Students Kissed Her Feet for Good Luck. Now She’s Missing Her Head.
A marble statue of the Roman goddess of wisdom that presided over Wells College for 156 years, surviving both a devastating fire in 1888 and an attempted kidnapping in 1975, was embraced by students as a symbol of resilience for generations.
Until Minerva was decapitated by a backhoe.
The statue was accidentally damaged during a hasty move this month after the college, nestled against one of the Finger Lakes in central New York, said financial challenges would make the spring semester its last.
At a college where students have long kissed Minerva’s feet for good luck and referred to “her” as a fellow student, the beheading is an unavoidable metaphor for the angst surrounding the institution’s sudden closure.

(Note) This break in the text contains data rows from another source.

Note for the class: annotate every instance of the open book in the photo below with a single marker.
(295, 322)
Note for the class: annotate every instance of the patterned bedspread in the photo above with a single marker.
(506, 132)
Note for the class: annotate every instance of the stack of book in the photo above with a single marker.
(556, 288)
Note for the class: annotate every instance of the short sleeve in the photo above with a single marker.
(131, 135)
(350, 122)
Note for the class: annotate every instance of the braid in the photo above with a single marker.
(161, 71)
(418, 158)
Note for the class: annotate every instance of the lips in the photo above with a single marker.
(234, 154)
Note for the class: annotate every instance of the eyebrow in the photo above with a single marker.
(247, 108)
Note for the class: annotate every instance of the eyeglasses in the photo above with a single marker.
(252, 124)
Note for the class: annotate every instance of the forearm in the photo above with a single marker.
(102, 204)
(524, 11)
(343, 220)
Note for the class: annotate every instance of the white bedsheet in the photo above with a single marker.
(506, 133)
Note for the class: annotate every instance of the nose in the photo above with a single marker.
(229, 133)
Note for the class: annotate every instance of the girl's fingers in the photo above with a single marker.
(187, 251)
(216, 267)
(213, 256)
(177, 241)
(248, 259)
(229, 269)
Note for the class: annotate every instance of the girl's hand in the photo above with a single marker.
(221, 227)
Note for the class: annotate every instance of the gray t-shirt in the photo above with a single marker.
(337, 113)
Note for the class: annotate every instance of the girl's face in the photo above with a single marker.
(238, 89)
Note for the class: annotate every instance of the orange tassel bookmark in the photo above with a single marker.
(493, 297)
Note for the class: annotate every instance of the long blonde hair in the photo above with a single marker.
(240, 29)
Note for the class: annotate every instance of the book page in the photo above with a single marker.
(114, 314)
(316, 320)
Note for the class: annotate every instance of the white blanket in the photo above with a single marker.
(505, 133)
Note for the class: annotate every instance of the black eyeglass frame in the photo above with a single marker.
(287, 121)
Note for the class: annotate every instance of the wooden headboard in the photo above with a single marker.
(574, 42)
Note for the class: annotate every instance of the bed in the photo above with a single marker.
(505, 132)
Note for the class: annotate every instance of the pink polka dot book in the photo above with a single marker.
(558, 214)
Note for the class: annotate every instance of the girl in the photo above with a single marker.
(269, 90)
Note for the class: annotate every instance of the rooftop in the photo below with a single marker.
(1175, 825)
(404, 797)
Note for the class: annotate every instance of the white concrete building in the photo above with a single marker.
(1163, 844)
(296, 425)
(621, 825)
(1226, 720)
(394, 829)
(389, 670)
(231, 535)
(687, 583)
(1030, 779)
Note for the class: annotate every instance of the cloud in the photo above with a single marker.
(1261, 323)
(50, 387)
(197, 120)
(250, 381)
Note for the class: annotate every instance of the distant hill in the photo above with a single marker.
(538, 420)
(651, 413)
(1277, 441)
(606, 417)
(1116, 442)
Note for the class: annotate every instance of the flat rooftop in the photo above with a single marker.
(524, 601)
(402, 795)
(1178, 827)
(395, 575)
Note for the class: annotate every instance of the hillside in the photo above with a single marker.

Wells was a women’s college for the bulk of its history, and many alumni cherish how the godly representative of wisdom and war, embodied in a woman, looked over the campus on Cayuga Lake for generations.
“I lost my mother a couple years ago,” said Caolan MacMahon, who graduated from Wells in 1985. “This is almost harder.”
Workers moving the statue on June 12 strapped Minerva to a furniture dolly before hanging the statue horizontally from a backhoe’s bucket with moving straps. Too heavy for the supports, her head snapped off.